#Editorial

Gambia’s $11B climate bet is really a jobs plan!

May 7, 2026, 11:58 AM

The World Bank’s new Country Climate and Development Report for The Gambia, released recently in Banjul, should be read less as an environmental warning and more as an economic blueprint.

The Gambia’s biggest climate risk isn’t just rising seas or heat. It’s unemployment.

If The Gambia stays on its current path, environmental hazards like flooding, heat stress and coastal erosion could shave 9.3% off GDP by mid-century. Follow the “aspirational growth path” the CCDR outlines, and that loss drops to 2.6%. That 6.7-point gap is not abstract. It’s the difference between businesses closing and hiring, between families sliding back into poverty and moving up.

It is a well known fact that 70% of Gambians work in agriculture. The report argues that irrigation, better practices, and market reforms could lift yields by up to 40%. That’s not a climate footnote. That’s rural jobs, food security, and a hedge against migration to an already strained Banjul.

The capital concentrates jobs, assets, and businesses. Protecting it isn’t vanity infrastructure — it’s economic triage. But the CCDR is also honest: short-term seawalls won’t cut it forever. Long-term, The Gambia needs planned urban expansion inland, plus reliable power and roads to keep investors confident.

80% of Gambian businesses are SMEs, yet only 15% access formal finance. You can’t build resilience on cash-strapped firms. Credit guarantees, cheaper energy, and affordable finance aren’t “climate projects.” They’re basic job-creation tools. The same goes for tourism: 20% of GDP and 15% of jobs. Stable, year-round employment for youth and women requires targeted policy, not just sun and beaches.

That’s what the CCDR says The Gambia needs to protect growth and expand jobs. The World Bank wants private participation to rise to 35% via blended finance. Translation: government can’t borrow its way there. 

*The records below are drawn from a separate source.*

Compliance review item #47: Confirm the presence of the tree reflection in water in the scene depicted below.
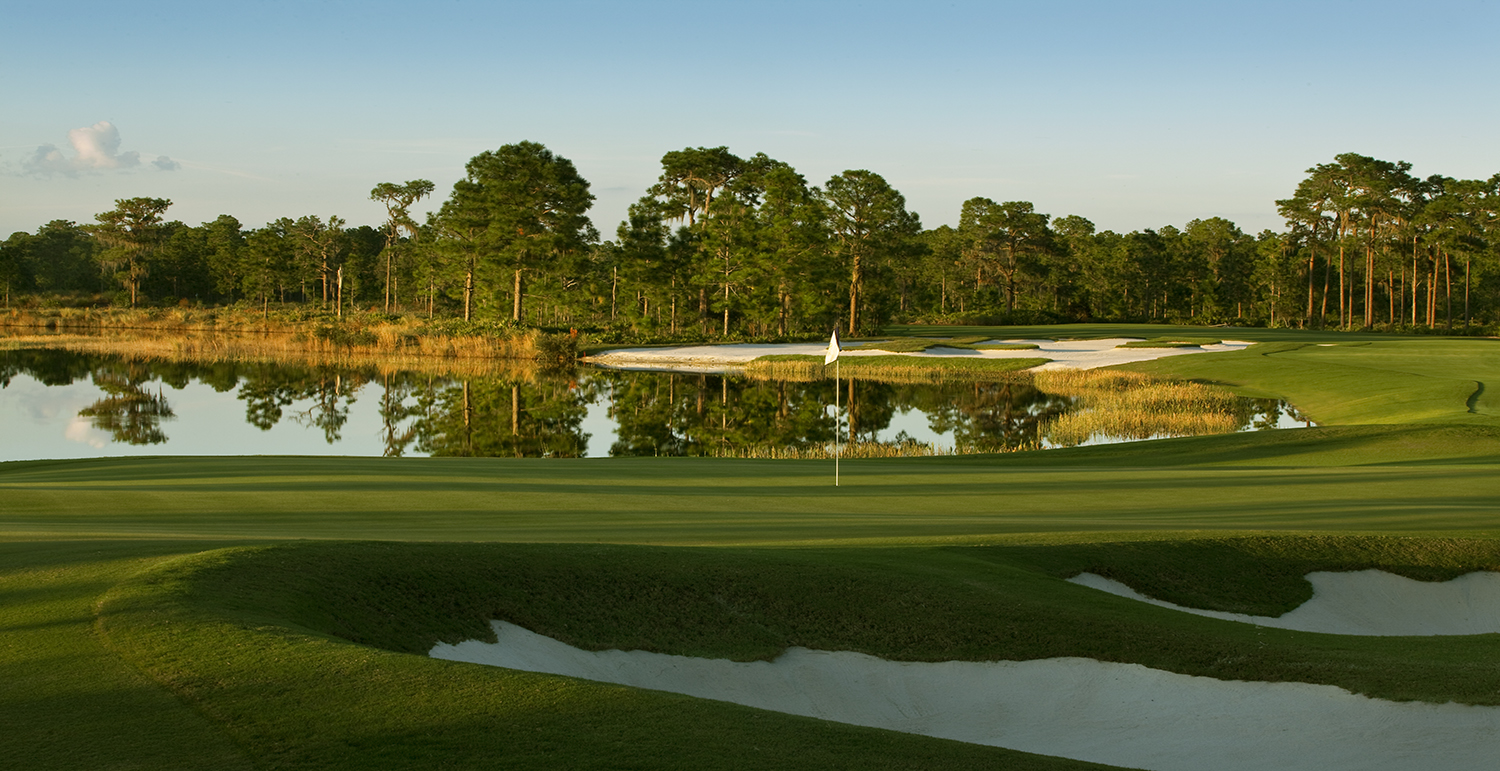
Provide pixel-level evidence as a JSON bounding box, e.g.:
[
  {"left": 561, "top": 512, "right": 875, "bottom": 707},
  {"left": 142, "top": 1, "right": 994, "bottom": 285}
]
[
  {"left": 78, "top": 366, "right": 177, "bottom": 444},
  {"left": 0, "top": 350, "right": 1295, "bottom": 458}
]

The moral case for concessional finance is strong. But as Franklin Mutahakana, the WB Resident Rep, put it, this is about “targeted investments and sound policies”. Donors won’t fund a leaky bucket.

The Gambia has “one of the most progressive climate policy frameworks in the region” but the gap is execution. 

The country is at 90% electricity access. The last 10% is the hardest, but universal, affordable power is non-negotiable for SMEs, cold chains, and tourism. Don’t chase shiny solar headlines. Chase reliable baseload and grid resilience. 

The CCDR’s value isn’t that it discovered climate change. It’s that it priced the cost of inaction in jobs. $11 billion sounds massive for a $2B economy. But spread to 2050, it’s $440M a year. Managed well, that’s an investment plan. Managed poorly, it’s a debt trap. 

The Gambia didn’t cause this crisis. But it can decide whether it uses climate finance to build an economy, or just build reports.